Andrew Weaver, head of the Green Party of British Columbia, said last week it was time the province followed New Zealand’s example and restricted foreign ownership of real estate.
For some background: On January 1, New Zealand limited the purchase of existing homes to its citizens, Australians, and permanent residents, arguing that foreign speculation was distorting the real estate market. The ban does not apply to Australian citizens because of previous agreements, and because Kiwis are exempt from homeownership restrictions in Australia.
David Parker, New Zealand’s minister for economic development, environment, and trade and export growth, introduced the bill in December.

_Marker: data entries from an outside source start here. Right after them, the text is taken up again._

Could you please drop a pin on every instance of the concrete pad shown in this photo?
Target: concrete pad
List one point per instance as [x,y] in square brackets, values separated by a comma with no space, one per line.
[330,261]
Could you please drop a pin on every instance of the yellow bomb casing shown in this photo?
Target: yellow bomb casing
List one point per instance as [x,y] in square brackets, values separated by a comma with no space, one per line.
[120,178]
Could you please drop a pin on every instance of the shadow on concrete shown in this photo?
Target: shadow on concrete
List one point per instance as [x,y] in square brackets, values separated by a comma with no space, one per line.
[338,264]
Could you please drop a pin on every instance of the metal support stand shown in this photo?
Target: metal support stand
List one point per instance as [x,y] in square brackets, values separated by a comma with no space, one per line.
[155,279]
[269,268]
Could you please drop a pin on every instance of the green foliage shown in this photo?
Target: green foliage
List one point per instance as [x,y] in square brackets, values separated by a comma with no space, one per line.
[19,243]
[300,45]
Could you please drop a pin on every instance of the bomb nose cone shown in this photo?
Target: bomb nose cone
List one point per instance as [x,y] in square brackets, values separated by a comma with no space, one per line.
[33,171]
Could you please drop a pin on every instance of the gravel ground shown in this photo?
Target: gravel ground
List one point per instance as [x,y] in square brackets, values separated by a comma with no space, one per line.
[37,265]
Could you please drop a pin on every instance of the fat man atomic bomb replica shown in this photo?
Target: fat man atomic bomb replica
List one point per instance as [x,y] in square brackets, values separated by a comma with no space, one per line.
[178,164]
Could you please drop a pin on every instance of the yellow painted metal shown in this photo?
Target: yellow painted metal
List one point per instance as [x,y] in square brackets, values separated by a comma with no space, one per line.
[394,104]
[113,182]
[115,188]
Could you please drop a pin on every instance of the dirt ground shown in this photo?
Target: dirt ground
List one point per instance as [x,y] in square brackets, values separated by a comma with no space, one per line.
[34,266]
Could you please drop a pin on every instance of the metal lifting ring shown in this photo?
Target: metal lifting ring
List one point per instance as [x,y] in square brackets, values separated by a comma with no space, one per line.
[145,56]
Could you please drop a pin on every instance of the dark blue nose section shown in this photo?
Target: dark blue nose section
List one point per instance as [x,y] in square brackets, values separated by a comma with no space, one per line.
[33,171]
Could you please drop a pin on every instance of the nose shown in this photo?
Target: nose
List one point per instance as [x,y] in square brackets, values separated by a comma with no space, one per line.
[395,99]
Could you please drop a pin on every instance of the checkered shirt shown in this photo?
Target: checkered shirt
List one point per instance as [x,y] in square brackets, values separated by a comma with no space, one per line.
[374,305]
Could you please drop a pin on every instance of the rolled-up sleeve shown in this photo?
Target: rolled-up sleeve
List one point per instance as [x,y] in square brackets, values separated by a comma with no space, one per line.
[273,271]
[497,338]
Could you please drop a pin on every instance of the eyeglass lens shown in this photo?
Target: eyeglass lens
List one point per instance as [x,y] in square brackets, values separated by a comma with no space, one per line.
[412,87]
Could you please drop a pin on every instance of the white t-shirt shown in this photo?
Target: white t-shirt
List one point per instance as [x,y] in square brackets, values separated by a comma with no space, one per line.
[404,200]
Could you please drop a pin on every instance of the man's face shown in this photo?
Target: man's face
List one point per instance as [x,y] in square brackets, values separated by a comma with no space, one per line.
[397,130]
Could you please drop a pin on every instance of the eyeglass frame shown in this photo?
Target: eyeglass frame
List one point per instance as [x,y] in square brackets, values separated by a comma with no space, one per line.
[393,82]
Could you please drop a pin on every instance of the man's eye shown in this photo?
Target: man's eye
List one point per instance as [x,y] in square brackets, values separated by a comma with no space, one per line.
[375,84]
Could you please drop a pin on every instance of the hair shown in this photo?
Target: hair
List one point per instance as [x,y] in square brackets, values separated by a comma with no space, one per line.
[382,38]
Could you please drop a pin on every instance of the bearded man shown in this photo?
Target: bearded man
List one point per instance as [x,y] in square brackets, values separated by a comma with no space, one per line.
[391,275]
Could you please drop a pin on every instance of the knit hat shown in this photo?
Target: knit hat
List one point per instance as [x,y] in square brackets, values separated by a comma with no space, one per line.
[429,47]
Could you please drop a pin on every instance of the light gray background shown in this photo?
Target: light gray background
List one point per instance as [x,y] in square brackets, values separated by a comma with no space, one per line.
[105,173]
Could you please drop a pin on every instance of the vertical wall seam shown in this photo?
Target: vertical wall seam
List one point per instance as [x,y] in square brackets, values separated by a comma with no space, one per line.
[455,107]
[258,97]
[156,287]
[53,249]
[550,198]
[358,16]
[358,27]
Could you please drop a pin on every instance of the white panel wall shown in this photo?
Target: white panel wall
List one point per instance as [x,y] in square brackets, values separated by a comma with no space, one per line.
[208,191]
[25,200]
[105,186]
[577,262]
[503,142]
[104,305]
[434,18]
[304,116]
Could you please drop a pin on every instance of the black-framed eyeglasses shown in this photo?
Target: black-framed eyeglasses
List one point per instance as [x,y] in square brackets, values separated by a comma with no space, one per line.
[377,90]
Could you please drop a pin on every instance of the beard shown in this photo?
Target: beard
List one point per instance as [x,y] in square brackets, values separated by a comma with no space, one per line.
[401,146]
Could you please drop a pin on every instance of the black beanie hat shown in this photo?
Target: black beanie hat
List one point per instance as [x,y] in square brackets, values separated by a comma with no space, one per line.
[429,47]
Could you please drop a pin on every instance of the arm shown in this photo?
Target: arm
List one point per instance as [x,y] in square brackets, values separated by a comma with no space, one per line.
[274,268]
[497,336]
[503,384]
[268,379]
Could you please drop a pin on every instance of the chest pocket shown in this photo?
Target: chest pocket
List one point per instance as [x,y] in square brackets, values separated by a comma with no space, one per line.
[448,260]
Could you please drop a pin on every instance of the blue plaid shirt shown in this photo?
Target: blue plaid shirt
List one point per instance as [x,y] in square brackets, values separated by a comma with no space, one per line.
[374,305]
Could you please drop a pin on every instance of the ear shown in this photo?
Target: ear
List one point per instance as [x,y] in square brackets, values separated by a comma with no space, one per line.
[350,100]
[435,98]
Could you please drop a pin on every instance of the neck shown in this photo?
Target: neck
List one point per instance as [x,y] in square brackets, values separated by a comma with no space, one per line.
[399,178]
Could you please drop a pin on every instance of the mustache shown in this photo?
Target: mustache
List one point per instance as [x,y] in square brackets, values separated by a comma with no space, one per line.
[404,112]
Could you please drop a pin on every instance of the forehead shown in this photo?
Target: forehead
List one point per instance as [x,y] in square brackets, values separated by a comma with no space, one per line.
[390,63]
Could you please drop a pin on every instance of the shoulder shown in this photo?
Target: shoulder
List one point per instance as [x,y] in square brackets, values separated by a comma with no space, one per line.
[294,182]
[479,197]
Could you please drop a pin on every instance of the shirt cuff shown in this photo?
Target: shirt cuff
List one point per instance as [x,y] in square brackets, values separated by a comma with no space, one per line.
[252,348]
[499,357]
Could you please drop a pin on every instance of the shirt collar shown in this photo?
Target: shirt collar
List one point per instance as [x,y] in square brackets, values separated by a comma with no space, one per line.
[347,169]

Over the last few years, money has been flowing into the country’s real estate market from overseas, particularly from mainland China, according to Parker. This helped heat up the property market in cities like Auckland.

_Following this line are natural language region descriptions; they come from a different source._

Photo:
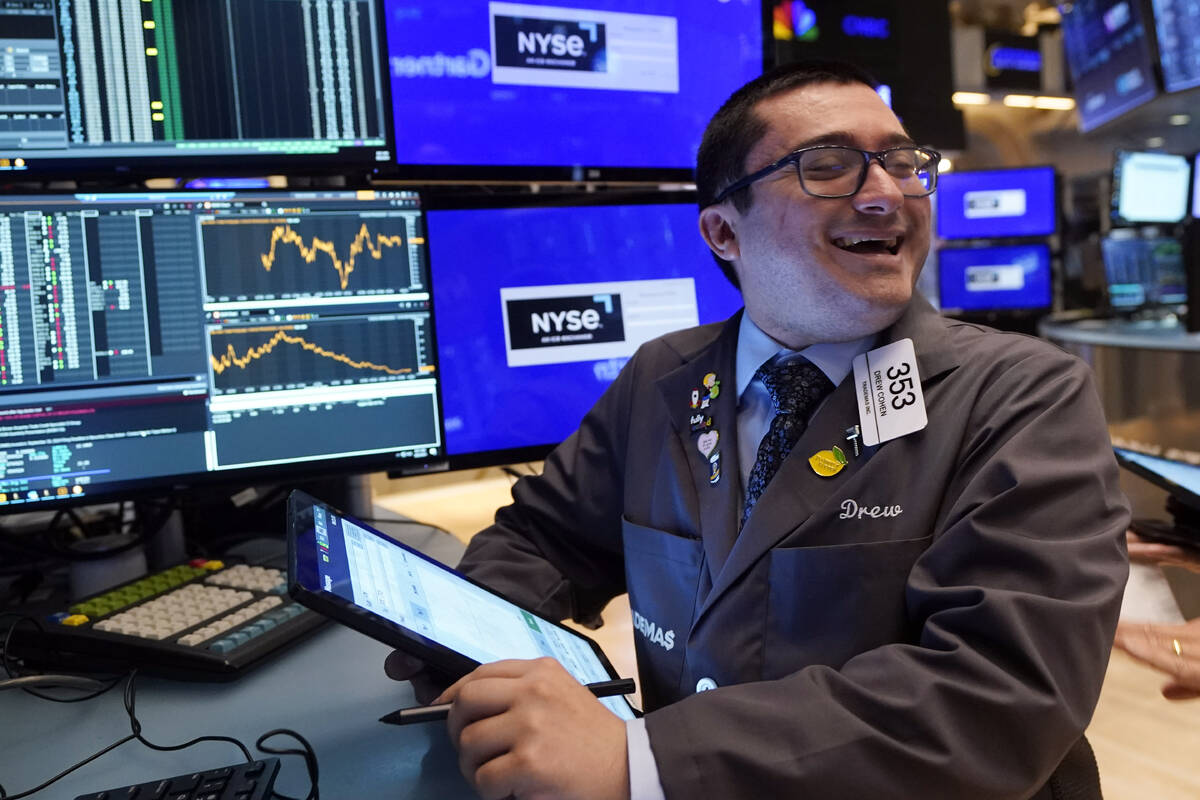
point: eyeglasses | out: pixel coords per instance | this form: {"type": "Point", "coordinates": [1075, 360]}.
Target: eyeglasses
{"type": "Point", "coordinates": [833, 170]}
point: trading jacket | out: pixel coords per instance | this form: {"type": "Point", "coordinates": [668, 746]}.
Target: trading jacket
{"type": "Point", "coordinates": [933, 621]}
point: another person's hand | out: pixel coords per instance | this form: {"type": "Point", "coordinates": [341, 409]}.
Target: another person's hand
{"type": "Point", "coordinates": [1150, 552]}
{"type": "Point", "coordinates": [528, 729]}
{"type": "Point", "coordinates": [1174, 649]}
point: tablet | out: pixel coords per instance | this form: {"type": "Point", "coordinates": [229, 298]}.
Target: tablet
{"type": "Point", "coordinates": [360, 577]}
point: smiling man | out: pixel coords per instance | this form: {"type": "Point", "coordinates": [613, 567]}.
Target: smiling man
{"type": "Point", "coordinates": [871, 552]}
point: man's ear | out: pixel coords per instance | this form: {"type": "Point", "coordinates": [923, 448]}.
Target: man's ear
{"type": "Point", "coordinates": [717, 226]}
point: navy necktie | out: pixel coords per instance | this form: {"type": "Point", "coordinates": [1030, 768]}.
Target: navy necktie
{"type": "Point", "coordinates": [796, 388]}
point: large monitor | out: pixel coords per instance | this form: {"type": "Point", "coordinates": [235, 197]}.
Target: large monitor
{"type": "Point", "coordinates": [159, 341]}
{"type": "Point", "coordinates": [1179, 43]}
{"type": "Point", "coordinates": [183, 88]}
{"type": "Point", "coordinates": [1144, 272]}
{"type": "Point", "coordinates": [1109, 54]}
{"type": "Point", "coordinates": [607, 89]}
{"type": "Point", "coordinates": [1014, 277]}
{"type": "Point", "coordinates": [539, 302]}
{"type": "Point", "coordinates": [997, 203]}
{"type": "Point", "coordinates": [1150, 187]}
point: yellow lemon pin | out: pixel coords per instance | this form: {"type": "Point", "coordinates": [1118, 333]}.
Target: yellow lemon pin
{"type": "Point", "coordinates": [828, 463]}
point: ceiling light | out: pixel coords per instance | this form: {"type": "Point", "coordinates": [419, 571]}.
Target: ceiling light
{"type": "Point", "coordinates": [1056, 103]}
{"type": "Point", "coordinates": [970, 98]}
{"type": "Point", "coordinates": [1019, 101]}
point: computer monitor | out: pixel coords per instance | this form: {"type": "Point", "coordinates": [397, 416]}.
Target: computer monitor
{"type": "Point", "coordinates": [1144, 272]}
{"type": "Point", "coordinates": [1177, 25]}
{"type": "Point", "coordinates": [159, 341]}
{"type": "Point", "coordinates": [99, 86]}
{"type": "Point", "coordinates": [1150, 187]}
{"type": "Point", "coordinates": [1014, 277]}
{"type": "Point", "coordinates": [612, 89]}
{"type": "Point", "coordinates": [997, 203]}
{"type": "Point", "coordinates": [540, 301]}
{"type": "Point", "coordinates": [1109, 55]}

Parker said it was difficult to determine to what extent the market was being influenced by foreign buyers, or the number of homes they owned. However, that didn’t stop the policy from being implemented.
In Vancouver, North America’s most expensive housing market, non-Canadian residents are estimated to own less than 5% of residential real estate. Some argue, however, that the number is actually higher and was being masked behind shell companies, nominees, and trusts.
Weaver said he plans to push the issue of foreign restrictions forward.
“This is not about what passport you own, it's about where you live,” Weaver told CBC. “We don't have to rediscover the wheel because they are already doing it in New Zealand.”